The Federal Reserve on Wednesday projected the U.S. economy will grow 6.5 percent this year, the fastest pace in four decades, fueled by growing vaccination rates and nearly $2 trillion in new federal spending.
Central bank officials upgraded their growth forecast from their 4.2 percent estimate in December, saying they now expect the unemployment rate to drop to 4.5 percent by the end of 2021.
Fed officials are also predicting a short-term burst in inflation this year, but only slightly above the central bank’s long-run goal of 2 percent, estimating that it could rise to 2.4 percent.
Despite the surge in growth, the Fed isn’t in any hurry to raise borrowing costs, projecting no interest rate increases through 2023 — a stance that sent the stock market soaring.

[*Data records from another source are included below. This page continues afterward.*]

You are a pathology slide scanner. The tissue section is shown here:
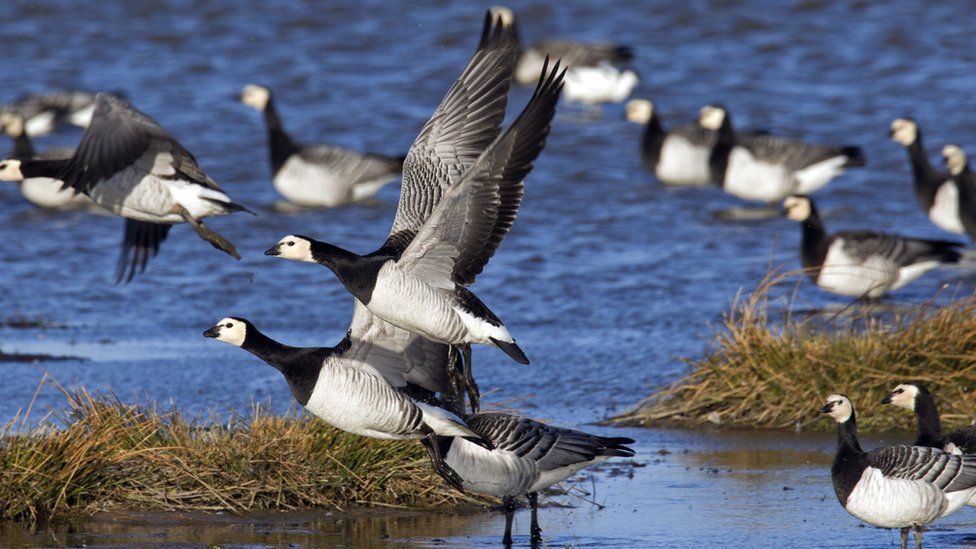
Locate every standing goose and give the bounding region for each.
[437,413,634,546]
[203,314,493,490]
[783,196,962,299]
[820,395,976,549]
[881,382,976,455]
[698,105,865,203]
[891,118,966,234]
[0,112,91,209]
[0,93,246,282]
[240,84,403,208]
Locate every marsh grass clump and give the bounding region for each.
[611,273,976,431]
[0,384,484,523]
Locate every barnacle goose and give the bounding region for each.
[891,118,966,234]
[203,314,493,490]
[820,395,976,549]
[0,93,247,282]
[698,105,865,203]
[265,13,562,408]
[437,413,634,545]
[240,84,403,208]
[0,112,91,209]
[783,196,962,299]
[0,90,104,137]
[881,382,976,454]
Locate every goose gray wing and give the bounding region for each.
[386,12,517,252]
[834,231,963,267]
[399,60,565,289]
[59,93,220,192]
[868,444,976,492]
[343,300,450,393]
[465,413,634,471]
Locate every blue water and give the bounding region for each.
[0,0,976,546]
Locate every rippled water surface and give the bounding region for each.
[0,0,976,547]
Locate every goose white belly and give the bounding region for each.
[654,135,712,187]
[817,238,899,297]
[929,181,966,234]
[844,467,948,528]
[722,147,796,202]
[272,154,352,207]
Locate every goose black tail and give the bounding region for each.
[488,337,529,364]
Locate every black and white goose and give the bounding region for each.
[698,105,865,203]
[240,84,403,208]
[203,314,493,490]
[881,382,976,458]
[891,118,960,234]
[0,112,91,209]
[783,196,962,299]
[0,93,246,282]
[438,413,634,545]
[820,395,976,549]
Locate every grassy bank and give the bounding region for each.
[611,275,976,431]
[0,386,474,522]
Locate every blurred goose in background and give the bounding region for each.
[0,112,91,209]
[698,105,865,203]
[881,382,976,458]
[437,413,634,546]
[240,84,403,208]
[942,145,976,242]
[783,196,963,299]
[820,395,976,549]
[0,93,246,282]
[891,118,966,234]
[203,314,493,490]
[0,90,102,137]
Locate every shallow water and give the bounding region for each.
[0,0,976,547]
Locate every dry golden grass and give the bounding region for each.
[0,382,484,522]
[611,273,976,431]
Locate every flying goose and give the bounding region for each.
[203,314,493,490]
[820,395,976,549]
[266,13,540,416]
[491,6,636,86]
[240,84,403,208]
[698,105,865,203]
[437,413,634,546]
[783,196,962,299]
[0,93,247,282]
[891,118,966,234]
[0,112,91,209]
[881,382,976,455]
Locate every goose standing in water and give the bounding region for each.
[203,314,493,490]
[698,105,865,203]
[437,413,634,546]
[0,112,91,209]
[783,196,962,299]
[891,118,960,234]
[240,84,403,208]
[0,93,247,282]
[820,395,976,549]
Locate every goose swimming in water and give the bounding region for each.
[0,93,254,282]
[820,395,976,549]
[203,314,493,490]
[0,112,91,209]
[437,413,634,545]
[240,84,403,208]
[698,105,865,203]
[783,196,962,299]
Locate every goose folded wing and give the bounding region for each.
[387,15,517,252]
[400,62,564,289]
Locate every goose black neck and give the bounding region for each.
[264,97,298,173]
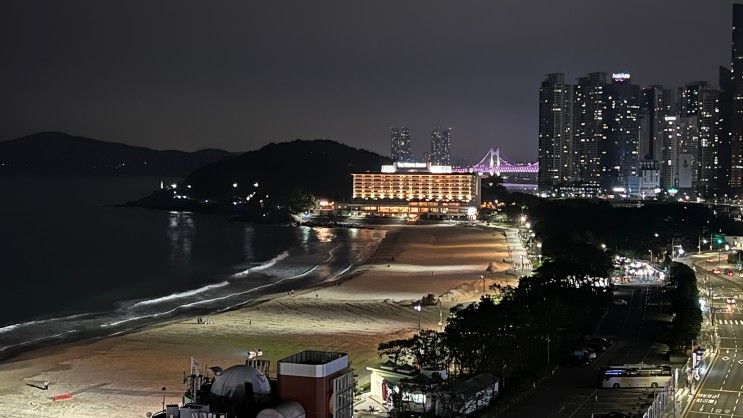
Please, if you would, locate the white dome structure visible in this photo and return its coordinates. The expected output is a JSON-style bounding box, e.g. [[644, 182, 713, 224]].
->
[[211, 365, 271, 399]]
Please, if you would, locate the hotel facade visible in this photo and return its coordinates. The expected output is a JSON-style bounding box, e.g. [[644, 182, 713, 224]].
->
[[344, 162, 481, 220]]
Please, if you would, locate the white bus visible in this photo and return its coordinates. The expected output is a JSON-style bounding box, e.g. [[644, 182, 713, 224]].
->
[[599, 363, 671, 389]]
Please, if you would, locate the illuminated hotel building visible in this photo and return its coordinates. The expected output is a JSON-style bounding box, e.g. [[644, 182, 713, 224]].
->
[[352, 162, 480, 219]]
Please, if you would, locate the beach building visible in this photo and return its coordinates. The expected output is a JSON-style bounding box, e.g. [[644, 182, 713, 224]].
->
[[153, 351, 354, 418], [278, 351, 353, 418], [343, 161, 481, 220], [366, 361, 499, 417]]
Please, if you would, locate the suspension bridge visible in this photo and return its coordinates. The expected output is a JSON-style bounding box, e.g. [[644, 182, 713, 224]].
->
[[454, 148, 539, 176]]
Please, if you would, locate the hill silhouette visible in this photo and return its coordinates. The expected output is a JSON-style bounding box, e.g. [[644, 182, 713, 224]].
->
[[0, 132, 231, 177], [182, 139, 390, 203]]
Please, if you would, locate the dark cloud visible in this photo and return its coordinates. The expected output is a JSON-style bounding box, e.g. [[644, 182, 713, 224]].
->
[[0, 0, 731, 159]]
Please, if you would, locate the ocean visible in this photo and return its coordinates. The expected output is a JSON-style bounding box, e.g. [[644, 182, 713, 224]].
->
[[0, 178, 385, 359]]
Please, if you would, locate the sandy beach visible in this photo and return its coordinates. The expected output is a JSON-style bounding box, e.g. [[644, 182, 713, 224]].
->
[[0, 225, 516, 417]]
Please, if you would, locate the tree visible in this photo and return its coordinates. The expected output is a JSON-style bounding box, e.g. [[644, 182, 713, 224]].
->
[[287, 188, 317, 213], [377, 338, 415, 365]]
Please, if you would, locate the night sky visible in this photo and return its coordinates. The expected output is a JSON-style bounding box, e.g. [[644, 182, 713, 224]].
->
[[0, 0, 731, 160]]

Fed Chair Jerome Powell has rejected fears that more direct checks to Americans from the federal government will lead to troubling price spikes, doubling down on the Fed’s pledge to keep interest rates low to allow as many people back into the labor force as possible.
Inflation has remained muted for years, despite warnings that it was bound to accelerate because of the Fed’s low-rate policy.
Even as Fed officials expect unemployment to drop to 3.5 percent in 2023, they still expect inflation to hover around 2 percent for the next couple of years.
A few policymakers do think the central bank could hike rates as early as next year, but they’re the minority on the 18-member rate-setting committee.